Occasionally I would incite optimism in my parents by bringing home a book from the grade school library that didn’t require me to locate Waldo. A few ‘Choose Your Own Adventure’ books popped up on my radar after I was informed by a classmate that they contained some type of violence.
My parents desperation for me to read reached an all time high when I was eleven. Forced to find a book in the public library and told I couldn’t leave until said task was accomplished, I returned with two. One about mafia hits and the other about serial killers.
They were not impressed.
But it turns out they were determined.
I not only was able to check out both books, they actually became the staple of my extracurricular educational development. I remember marveling at how many times my name was sloppy scribbled on the checkout slip that was glued to the back page. Thank God someone out there had the decency to put both of these kick-ass subjects in an easily digestible kid friendly format. Heavy on the photos with quick little blurbs about the most gruesome facts.
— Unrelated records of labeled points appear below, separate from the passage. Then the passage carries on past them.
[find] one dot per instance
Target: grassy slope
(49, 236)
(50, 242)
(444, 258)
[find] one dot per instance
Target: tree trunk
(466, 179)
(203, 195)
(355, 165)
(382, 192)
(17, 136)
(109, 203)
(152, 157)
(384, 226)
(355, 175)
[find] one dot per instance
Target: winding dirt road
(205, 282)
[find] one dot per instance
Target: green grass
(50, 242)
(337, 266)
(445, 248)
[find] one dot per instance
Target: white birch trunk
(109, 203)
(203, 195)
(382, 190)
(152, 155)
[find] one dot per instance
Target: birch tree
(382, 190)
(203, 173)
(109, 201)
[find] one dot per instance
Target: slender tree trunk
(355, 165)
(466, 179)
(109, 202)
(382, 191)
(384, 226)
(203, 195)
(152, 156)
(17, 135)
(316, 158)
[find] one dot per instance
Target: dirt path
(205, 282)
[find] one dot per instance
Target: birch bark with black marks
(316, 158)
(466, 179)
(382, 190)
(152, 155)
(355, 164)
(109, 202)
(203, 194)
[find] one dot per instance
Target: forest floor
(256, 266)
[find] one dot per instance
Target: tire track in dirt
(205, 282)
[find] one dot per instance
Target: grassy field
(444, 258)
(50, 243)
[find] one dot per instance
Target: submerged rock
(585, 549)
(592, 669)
Valentines Day Massacre – Al Capone’s north side Italian gang dressed up like cops and slaughtered a rival gang. See photo below:
Huh……….cool!
The Night Stalker (Richard Ramirez) – A serial killer / rapist who was actually detained through the help of mass media. Locals spotted Ramirez and pinned him down until police arrived. Administering a little public justice while waiting.
Wow………….. I would have kicked him in the face!
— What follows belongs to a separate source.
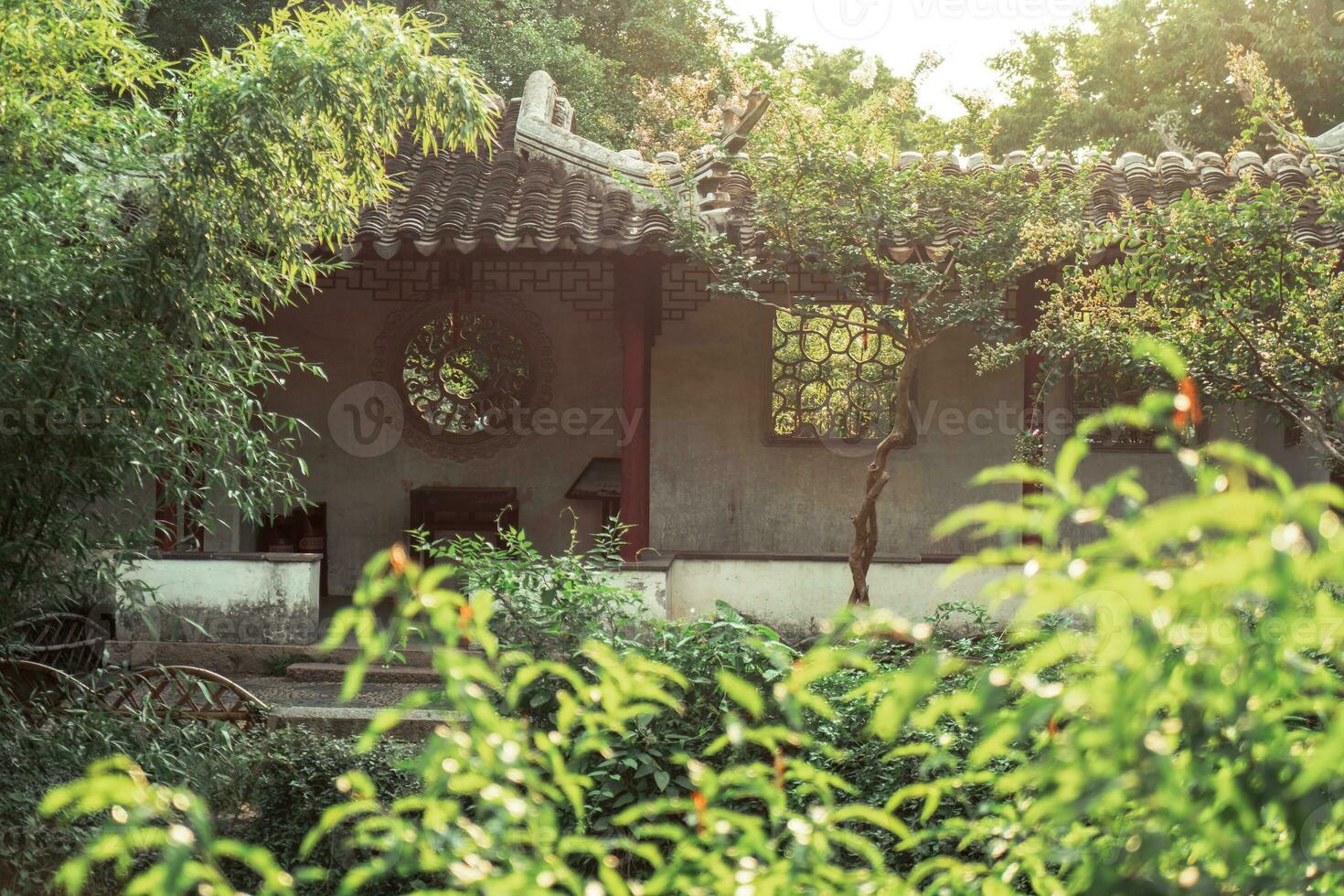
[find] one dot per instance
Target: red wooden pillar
(638, 283)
As you can imagine, this was not the best spring board to propel me through the literary challenges that awaited me in junior high and high school. Try going from stories about the Boston Strangler to ‘The Poems of Edgar Allan Poe’ was a struggle. Edgar Allan Poe, oh fucking yawn! Talk about driving someone mad. Psychologists want to draw a connection between violent video games and school massacres. Maybe they should take a look at the fucking school curriculum.
I don’t actually recall where I learned the motto for my anti-reading campaign that ran through the duration of my teenage years. But having regurgitated it countless times and scribbled it in every book that was assigned to me, I think I have the right to coin it? Not that anyone can really contest it. Trust me, I googled it and nothing came up.
“Reading is knowledge, knowledge is power, absolute power is evil. Thus, reading is evil.”
Seems like a pretty simple case of connect the dots to me.